La durée totale des procédures depuis la saisine du magistrat chargé de suivre la mise en œuvre et la mise à jour des traitements automatisés de données à caractère personnel, le 24 juin 2015, jusqu’à la décision du 31 mars 2021, qui est de plus de cinq ans, doit être regardée comme excessive, eu égard aux spécificités de la procédure devant des autorités judiciaires. Par suite, la responsabilité de l’État est engagée. (T. confl., 8 nov. 2021, n° C4227 , M. P. / Garde des Sceaux).

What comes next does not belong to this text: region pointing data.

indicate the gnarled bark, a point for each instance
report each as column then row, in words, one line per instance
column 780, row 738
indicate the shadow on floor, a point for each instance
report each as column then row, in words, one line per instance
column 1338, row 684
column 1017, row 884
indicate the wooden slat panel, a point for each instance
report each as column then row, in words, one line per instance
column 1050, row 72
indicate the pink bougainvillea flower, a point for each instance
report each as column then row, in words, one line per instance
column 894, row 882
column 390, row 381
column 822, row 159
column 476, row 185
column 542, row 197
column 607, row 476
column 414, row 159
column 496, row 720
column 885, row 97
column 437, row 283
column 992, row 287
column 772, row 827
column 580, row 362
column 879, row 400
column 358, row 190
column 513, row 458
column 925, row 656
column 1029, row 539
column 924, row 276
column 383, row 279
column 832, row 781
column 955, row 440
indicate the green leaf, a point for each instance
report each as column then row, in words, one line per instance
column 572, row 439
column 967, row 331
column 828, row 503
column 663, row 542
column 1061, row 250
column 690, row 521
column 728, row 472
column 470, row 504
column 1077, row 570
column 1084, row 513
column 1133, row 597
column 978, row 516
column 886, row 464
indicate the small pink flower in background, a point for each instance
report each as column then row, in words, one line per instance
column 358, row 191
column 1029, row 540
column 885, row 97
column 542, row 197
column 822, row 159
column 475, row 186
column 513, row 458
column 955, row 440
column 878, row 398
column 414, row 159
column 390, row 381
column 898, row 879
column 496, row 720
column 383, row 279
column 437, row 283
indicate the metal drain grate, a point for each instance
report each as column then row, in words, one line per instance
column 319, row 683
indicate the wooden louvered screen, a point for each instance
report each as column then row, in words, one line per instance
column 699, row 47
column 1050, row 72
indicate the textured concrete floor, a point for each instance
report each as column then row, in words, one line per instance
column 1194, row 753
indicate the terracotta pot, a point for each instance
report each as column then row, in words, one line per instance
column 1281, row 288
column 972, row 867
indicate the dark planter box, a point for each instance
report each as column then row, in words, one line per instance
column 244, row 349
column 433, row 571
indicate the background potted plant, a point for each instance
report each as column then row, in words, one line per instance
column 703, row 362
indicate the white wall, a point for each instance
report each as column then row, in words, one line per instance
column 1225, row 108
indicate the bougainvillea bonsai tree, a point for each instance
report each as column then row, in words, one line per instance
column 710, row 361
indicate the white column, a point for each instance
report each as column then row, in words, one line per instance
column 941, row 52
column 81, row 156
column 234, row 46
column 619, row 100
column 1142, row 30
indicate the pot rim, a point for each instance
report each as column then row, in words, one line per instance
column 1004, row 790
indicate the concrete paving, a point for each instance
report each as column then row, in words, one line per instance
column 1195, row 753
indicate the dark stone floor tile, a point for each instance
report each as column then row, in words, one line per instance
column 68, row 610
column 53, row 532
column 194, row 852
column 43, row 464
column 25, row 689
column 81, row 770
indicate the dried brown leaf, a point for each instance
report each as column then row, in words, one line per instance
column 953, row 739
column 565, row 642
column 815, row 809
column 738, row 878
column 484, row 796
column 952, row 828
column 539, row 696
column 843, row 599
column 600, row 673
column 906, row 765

Dans cette affaire, M. A… a demandé, par requête du 24 juin 2015, au magistrat, désigné par le ministre de la justice, chargé de suivre la mise en œuvre et la mise à jour des traitements automatisés de données à caractère personnel mentionnés à l’article 230-6 du code de procédure pénale, de procéder à l’effacement de la mention de sa mise en cause pour des faits survenus en 1994 dans le fichier de traitement des antécédents judiciaires. Le silence gardé sur cette demande a fait naître une décision implicite de refus, dont M. A… a demandé, par requête enregistrée le 11 mai 2016, l’annulation au tribunal administratif de Versailles. Par une ordonnance du 3 octobre 2016, devenue définitive par l’effet de l’ordonnance du 25 février 2018 du président de la 1ère chambre de la cour administrative d’appel de Versailles, le premier conseiller faisant fonction de président de la 1ère chambre du tribunal administratif de Versailles a rejeté le recours de M. A… comme porté devant un ordre de juridiction incompétent pour en connaître.

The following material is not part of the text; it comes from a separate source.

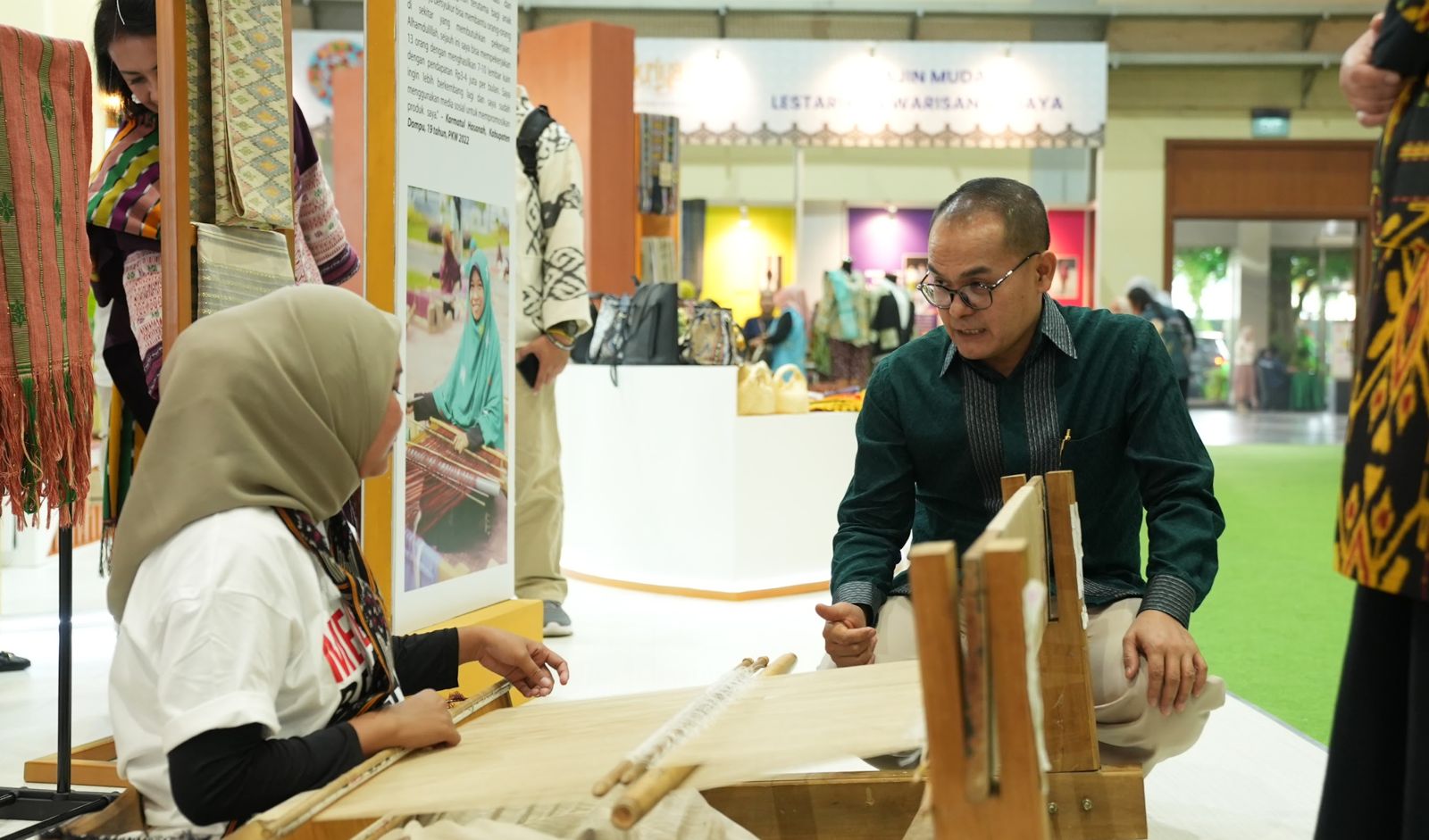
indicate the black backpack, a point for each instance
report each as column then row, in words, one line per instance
column 654, row 335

 Par requête réceptionnée le 11 octobre 2016, M. A… a saisi le président de la chambre de l’instruction de la cour d’appel de Paris, lequel, par ordonnance du 23 octobre 2019, s’est déclaré incompétent pour statuer sur sa demande. Sur requête de M. A…, enregistrée le 30 décembre 2019, tendant à ce que le Tribunal des conflits, en application de l’article 37 du décret du 27 février 2015, détermine l’ordre de juridiction compétent pour statuer sur sa demande, la juridiction judiciaire a été désignée par décision du 8 juin 2020. Saisi par requête déposée au greffe le 22 juin 2020, le président de la chambre de l’instruction de la cour d’appel de Paris a fait droit à la demande d’effacement par ordonnance du 31 mars 2021.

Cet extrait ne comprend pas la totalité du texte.